For the 16th century, optics was an ultra-modern science. From a glass ball filled with water, which was used as a lens, a magnifying glass arose. And from it they invented a telescope and a microscope. At that time, the Netherlands needed telescopes to view the shore and escape from enemies in a timely manner. It was optics that ensured the success and reliability of navigation. Therefore, in the Netherlands, many scientists were interested in optics. Dutchman Skel Van Rooyen (Snelius) observed how a thin beam of light was reflected in the mirror. He measured the angle of incidence and the angle of reflection and established: the angle of reflection is equal to the angle of incidence. He also owns the laws of light reflection. He deduced the law of refraction of light.

Let's consider the law of light refraction.
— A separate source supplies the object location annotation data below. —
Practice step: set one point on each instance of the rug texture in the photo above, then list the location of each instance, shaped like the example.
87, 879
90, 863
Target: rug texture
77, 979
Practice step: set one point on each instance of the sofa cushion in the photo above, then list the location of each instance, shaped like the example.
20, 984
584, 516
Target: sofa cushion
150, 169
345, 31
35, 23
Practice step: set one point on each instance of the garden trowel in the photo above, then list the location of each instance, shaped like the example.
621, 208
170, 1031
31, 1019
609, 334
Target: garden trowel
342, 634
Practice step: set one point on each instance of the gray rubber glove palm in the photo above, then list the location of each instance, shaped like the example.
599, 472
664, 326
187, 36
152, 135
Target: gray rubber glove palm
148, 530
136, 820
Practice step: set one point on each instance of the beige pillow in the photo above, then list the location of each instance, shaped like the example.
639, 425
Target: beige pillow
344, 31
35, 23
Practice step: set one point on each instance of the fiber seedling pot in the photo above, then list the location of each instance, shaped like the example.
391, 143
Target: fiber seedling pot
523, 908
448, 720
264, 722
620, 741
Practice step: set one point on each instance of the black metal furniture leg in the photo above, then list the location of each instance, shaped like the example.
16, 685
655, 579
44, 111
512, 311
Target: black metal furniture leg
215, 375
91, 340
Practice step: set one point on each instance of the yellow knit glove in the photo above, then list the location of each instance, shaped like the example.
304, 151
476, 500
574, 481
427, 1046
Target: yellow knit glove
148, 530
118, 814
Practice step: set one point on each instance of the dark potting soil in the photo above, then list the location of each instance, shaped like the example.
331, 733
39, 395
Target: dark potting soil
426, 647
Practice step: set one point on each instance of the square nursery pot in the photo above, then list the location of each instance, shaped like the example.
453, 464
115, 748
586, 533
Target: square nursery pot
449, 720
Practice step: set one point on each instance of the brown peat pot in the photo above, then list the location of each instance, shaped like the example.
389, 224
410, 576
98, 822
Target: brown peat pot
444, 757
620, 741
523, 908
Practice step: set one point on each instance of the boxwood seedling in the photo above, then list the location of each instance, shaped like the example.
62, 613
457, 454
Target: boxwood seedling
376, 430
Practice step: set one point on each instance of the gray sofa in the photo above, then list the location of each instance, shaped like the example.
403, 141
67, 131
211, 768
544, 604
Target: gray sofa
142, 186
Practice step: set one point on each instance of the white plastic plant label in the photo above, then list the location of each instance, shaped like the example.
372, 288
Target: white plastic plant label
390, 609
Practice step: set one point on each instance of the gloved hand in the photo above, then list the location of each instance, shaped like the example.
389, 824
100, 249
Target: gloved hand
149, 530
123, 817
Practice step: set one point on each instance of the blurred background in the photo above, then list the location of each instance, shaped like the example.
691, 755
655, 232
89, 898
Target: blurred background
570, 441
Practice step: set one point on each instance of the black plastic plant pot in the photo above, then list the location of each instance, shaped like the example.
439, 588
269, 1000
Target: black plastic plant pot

It contains the relative refractive index of the second medium relative to the first, in the case when the second has a higher optical density. If light is refracted and passes through a medium with lower optical density, then α< γ, тогда

If the first medium is vacuum, then n 1 =1 then .

This indicator is called the absolute refractive index of the second medium:

where is the speed of light in a vacuum, the speed of light in a given medium.

A consequence of the refraction of light in the Earth's atmosphere is the fact that we see the Sun and stars slightly higher than their actual position. The refraction of light can explain the appearance of mirages, rainbows... the phenomenon of light refraction is the basis of the operating principle of numerical optical devices: microscope, telescope, camera.

Optics is a branch of physics that studies the nature of light radiation, its propagation and interaction with matter. Light waves are electromagnetic waves. The wavelength of light waves is contained in the interval. Waves of this range are perceived by the human eye.

Light travels along lines called rays. In the ray (or geometric) optics approximation, the finite wavelengths of light are neglected, assuming that λ→0. In many cases, geometric optics allows one to calculate the optical system quite well. The simplest optical system is a lens.

When studying the interference of light, it should be remembered that interference is observed only from coherent sources and that interference is associated with the redistribution of energy in space. Here it is important to be able to correctly write down the conditions for maximum and minimum light intensity and pay attention to issues such as the colors of thin films, stripes of equal thickness and equal inclination.

When studying the phenomenon of light diffraction, it is necessary to understand the Huygens-Fresnel principle, the Fresnel zone method, and understand how to describe the diffraction pattern on a single slit and on a diffraction grating.

When studying the phenomenon of polarization of light, you need to understand that the basis of this phenomenon is the transverseness of light waves. Attention should be paid to the methods of producing polarized light and to the laws of Brewster and Malus.